Azam’s current work at Rimbun Dahan is in three-dimensional form. It is the first step in a slight shift in direction. He has made multiple plaster casts of a male figure resembling a soldier to create an army of ‘clones’. There is also a cast plaster figure of one clone-member who must be the general, his mouth in an ugly gape, shouting out an order for conformity.  Instead of a helmet though, the clones all have their hair gathered into a peak at the top, a cross between a headgear found on ancient Ramayanawayang kulit characters and a popular latter day hair style.
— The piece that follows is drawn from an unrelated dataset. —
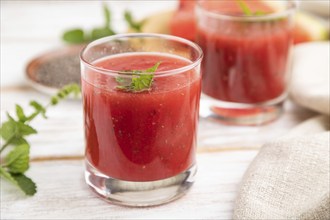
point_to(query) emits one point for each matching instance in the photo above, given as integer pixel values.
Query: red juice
(244, 61)
(142, 136)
As ‘puppet master’ or dalang, Azam himself acts as a conduit for the rapid re-processing and disseminating of information. Gathering a patchwork of data, he re-creates ‘still-life’ mute scenarios or vignettes in three-dimensions. The germ for Azam’s three-dimensional ‘stories’ is information that had already been pre-processed and then re-processed and re-translated. Azam completes the mythologizing process by re-packaging the pieces of information into a critique.

CV

Born 15 December 1983, Taiping Perak.

Address Studio Sebiji Padi, 19A Jalan Unyang, Taman Alam Megah, Seksyen 27, 40000 Shah Alam.
Contact 0125785405, Azam_aris@yahoo.com.

Education

2005 – 2007 BFA (hons.), UiTM Shah Alam.
2004 – 2005 Skim Latihan Graduan, PESDC, Tronoh Perak – MMU
Cyberjaya, 7 Month Training in Video.
2001 – 2004 Diploma in Fine Art, UiTM Sri Iskandar.

Solo Exhibitions

2010 ‘PARANOIA’ R.A Gallery, Ampang, Kuala Lumpur.
2008 ‘FLOAT’ House Of Matahati, Taman Cempaka, KL

Selected Group Exhibitions

2011 Vertical-Horizontal, House of Matahati, Kuala Lumpur.
2010 The Young Contemporaries Competition, National Art Gallery, Kuala Lumpur.
Art Triangle, National Art Gallery, Kuala Lumpur.
BAD@MAP, Solaris, Kuala Lumpur.
2009 Malaysian Contemporary, Conpenhangen, Denmark.
MEA Award, Sokka Gakai Malaysia, Kuala Lumpur.
B.A.C.A , R.A Gallery
2008 Young n New part 1, HOM KL.
2007 Degree Show, TNZ Galeri, UiTM Shah Alam

 Awards

2010 Juror Award, Young Contemporaries 2010, National Art Gallery, KL.
2008 Artist in Resident, House Of Matahati.
2007 8th Prize, SCHENKER, Future Transportation Competition.